Many marketing and branding folks know the story of the kiwi. The fruit is native to China, where it grew wild for centuries until a missionary returning to New Zealand in 1904 brought some seeds home with her. The rest, as they say, is history. In New Zealand, the kiwi was successfully domesticated and prospered. In the 1950s, hoping to break into the U.S. market, New Zealand exporters dropped the fruit’s previous English names—Chinese gooseberry and melonette—in favor of the name “kiwifruit,” after the Maori word for the soft fuzzy bird, whose call sounds like “ki-wiiiii.” After their name change, kiwis were a hit!

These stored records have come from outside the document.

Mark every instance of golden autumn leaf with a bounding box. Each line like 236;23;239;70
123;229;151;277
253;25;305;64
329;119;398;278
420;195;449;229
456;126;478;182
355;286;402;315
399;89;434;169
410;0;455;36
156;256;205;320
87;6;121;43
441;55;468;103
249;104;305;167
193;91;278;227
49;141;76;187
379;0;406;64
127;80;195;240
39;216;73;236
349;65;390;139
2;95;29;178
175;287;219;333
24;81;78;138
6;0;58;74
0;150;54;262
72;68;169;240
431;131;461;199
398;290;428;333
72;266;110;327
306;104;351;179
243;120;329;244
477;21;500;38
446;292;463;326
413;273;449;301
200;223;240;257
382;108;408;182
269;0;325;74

Kiwis now grow domestically, and many varieties have been bred to tolerate various U.S. climates. They are not self-pollinating, and, are dioecious—meaning the plants come in sexes—so pollinator help is needed. Well-behaved fruits, kiwis grow on a vine and are often trained to large overhead arbors. They are also easy to transport.

There are numerous cultivars of kiwi—the familiar Hayward kiwi, with fuzzy brown skin and green flesh; golden kiwifruit, with minimal fuzz and gold flesh; and the much smaller kiwi berry, which has smooth, fuzz-free skin. These varieties range in flavor from sweet to sweet-tart. Kiwi berries are always eaten with their skin, but the fuzzy skin of Hayward and golden kiwifruit is also edible—though whether you’ll want to eat it or not might depend on how adventurous you’re feeling! The oil from kiwi seeds contains alpha-linolenic acid, an omega-3 fatty acid, which as a supplement has become an odorless alternative to fish oil. And Kiwis are vitamin powerhouses—a medium-size kiwi contains around 120 percent of the recommended daily value of vitamin C and over 300 mg of potassium.

Preparation: Kiwis are ripe when they give slightly to pressure. They’re easy to eat peeled and sliced, or cut in half and eaten with a spoon. Kiwi berries are even easier—just pop them in your mouth like grapes! The adventurous smoothie maker can rinse kiwis in cool water, remove the ends, and throw the fruit, skin and all, into the blender.

Storage: Keep kiwifruit at room temperature until ripe. Once ripe, kiwi will keep in the fridge for a couple of days. Unripe will keep refrigerated for up to two months.